# Homework for Regression

In **Part 0** we will download Boston housing dataset, which will be used for Part 1 and Part 2 of this homework. 

In **Part 1** (20 points) we will implement single variable linear regression. These formulas are derived and presented in Lecture 7, slide 10. You may only use functions from the Numpy library. You may NOT use any prebuilt linear regression functions available in scikit-learn, scipy, statsmodels, glm, lm, caret, or any other library. Doing so will result in a **0 score** for Part 1. If in doubt, feel free to clarify what library is allowed (and what is not) via Slack. 

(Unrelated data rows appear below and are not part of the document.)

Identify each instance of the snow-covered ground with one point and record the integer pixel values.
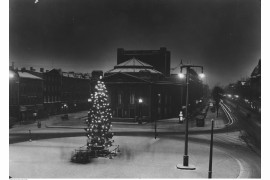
(140, 157)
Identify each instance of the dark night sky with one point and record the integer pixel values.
(83, 35)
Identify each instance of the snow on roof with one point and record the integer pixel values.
(27, 75)
(133, 70)
(133, 65)
(134, 62)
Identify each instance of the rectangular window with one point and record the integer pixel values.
(119, 98)
(159, 98)
(132, 98)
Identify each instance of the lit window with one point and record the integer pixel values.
(119, 98)
(132, 98)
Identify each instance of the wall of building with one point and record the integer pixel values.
(159, 59)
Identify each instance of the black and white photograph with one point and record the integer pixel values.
(135, 89)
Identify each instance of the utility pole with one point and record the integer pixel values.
(211, 151)
(186, 165)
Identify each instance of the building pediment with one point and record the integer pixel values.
(124, 78)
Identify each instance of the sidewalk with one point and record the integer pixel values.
(75, 123)
(140, 157)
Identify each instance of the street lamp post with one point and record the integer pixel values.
(140, 111)
(186, 165)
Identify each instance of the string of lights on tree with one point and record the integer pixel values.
(98, 121)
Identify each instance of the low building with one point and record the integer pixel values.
(159, 59)
(26, 96)
(137, 89)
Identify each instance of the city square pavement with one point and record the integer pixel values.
(139, 157)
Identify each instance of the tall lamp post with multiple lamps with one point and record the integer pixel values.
(186, 165)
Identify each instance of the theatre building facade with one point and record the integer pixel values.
(137, 90)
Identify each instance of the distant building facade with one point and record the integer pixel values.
(138, 89)
(26, 95)
(159, 59)
(46, 93)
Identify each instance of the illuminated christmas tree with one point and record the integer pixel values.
(98, 122)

In **Part 2** (20 points) we will implement multiple variable linear regression. These formulas are derived and presented in Lecture 7, slide 16-18. You may only use functions from the Numpy library. You may NOT use any prebuilt linear regression functions available in scikit-learn, scipy, statsmodels, glm, lm, caret, or any other library. Doing so will result in a **0 score** for Part 2. If in doubt, feel free to clarify what library is allowed (and what is not) via Slack. 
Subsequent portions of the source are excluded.